Bugün Osmanlıca eğitimi dendiğinde 'yeni bir dil mi öğreneceğiz?' diyen Profesörler var. Aklım almıyor. Bunun Türkçe olduğunu bilmiyoruz biz daha. Bu sadece Arap alfabesiyle yazılmış olan bizim Türkçe'mizdir. Sanki bugün kullandığın alfabe Türk alfabesi mi? Biri kaldırılıp Latin alfabesi getirildi. Dolayısıyla bir gecede kendi toplumunu okuyup yazamaz hale getiren bir zihniyetin sonunda bugün bu tartışmaları yaşıyoruz. Ondan sonra da kendi kültürümüzü tanıyamıyoruz.
"DİNİ SÖKÜP ATMAK İÇİN BU YAPILDI"
Bugün bir hastalık olduğunda her söylenene inanıyoruz.

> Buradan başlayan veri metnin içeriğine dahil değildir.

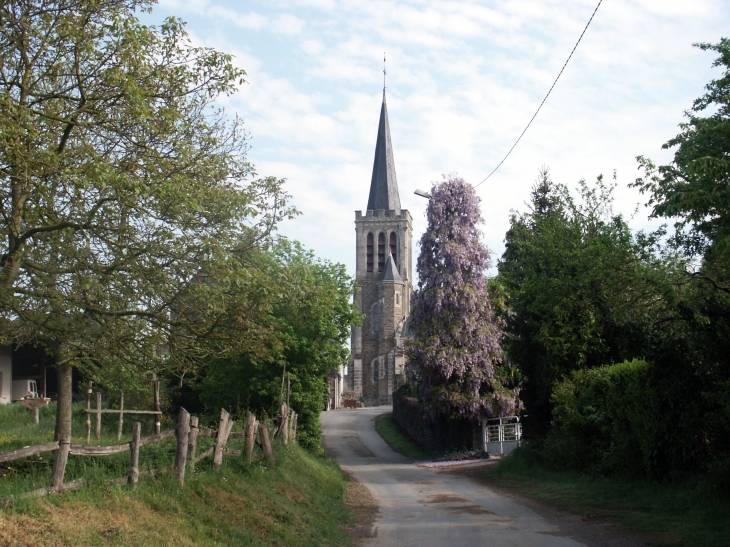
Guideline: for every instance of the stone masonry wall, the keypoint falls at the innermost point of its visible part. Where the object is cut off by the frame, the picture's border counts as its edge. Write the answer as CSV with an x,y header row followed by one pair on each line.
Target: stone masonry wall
x,y
441,434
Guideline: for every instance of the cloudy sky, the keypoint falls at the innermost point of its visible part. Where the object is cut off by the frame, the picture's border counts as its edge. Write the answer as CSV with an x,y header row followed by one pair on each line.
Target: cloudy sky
x,y
464,78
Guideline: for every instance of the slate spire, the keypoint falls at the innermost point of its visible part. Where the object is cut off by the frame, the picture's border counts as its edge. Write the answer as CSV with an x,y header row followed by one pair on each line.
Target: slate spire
x,y
390,272
383,185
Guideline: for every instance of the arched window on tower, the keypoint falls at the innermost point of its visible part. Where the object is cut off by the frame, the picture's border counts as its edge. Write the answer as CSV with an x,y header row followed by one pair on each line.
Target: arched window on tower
x,y
394,247
370,252
381,251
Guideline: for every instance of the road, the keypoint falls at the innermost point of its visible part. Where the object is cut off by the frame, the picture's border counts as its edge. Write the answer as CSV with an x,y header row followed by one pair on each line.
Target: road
x,y
424,507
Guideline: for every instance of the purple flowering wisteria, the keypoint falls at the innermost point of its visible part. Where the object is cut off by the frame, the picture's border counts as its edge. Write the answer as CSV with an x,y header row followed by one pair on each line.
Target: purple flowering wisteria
x,y
456,355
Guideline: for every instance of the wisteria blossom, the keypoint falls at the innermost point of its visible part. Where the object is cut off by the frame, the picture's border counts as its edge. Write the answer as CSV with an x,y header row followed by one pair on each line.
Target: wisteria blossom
x,y
456,355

Örneğin Osmanlı tıbbı, şifa kitaplarında birçok bilgi vardır. Birçok tedavi yöntemi vs. içeren yüzlerce eserimiz var. Bunları okuyamayan kendi geçmişiyle bağı kopmuş bir toplum olduk biz. Dini söküp atmak için bu yapıldı. Ama o dinin 1400 yıldır yoğurduğu kültürü de bu dini atma çabasıyla söküp attılar işte.
"OSMANLI'DA MİRAS OLARAK ÖNCE KİTAPLAR BÖLÜNÜRDÜ"
Kitapları yok eden, Osmanlıca yazıldı diye yakan bir toplum olur mu? Bakın şu da yanlıştır. 'Biz okumuyoruz' deniyor. Hayır. En çok okuyan bizim toplumumuzdu. Osmanlı'da bunlar kayıtlıdır. Bir kişi öldüğü zaman onun mirası ortaya çıkar ve bölünür. İlk görülen miras da kitaplarıdır. Hepsinde her evde en az 60-80 kitap görülür. Bunlar da bölünür varislere verilirdi. Ne oldu bu kitaplar? Toprağın altına gömüldü.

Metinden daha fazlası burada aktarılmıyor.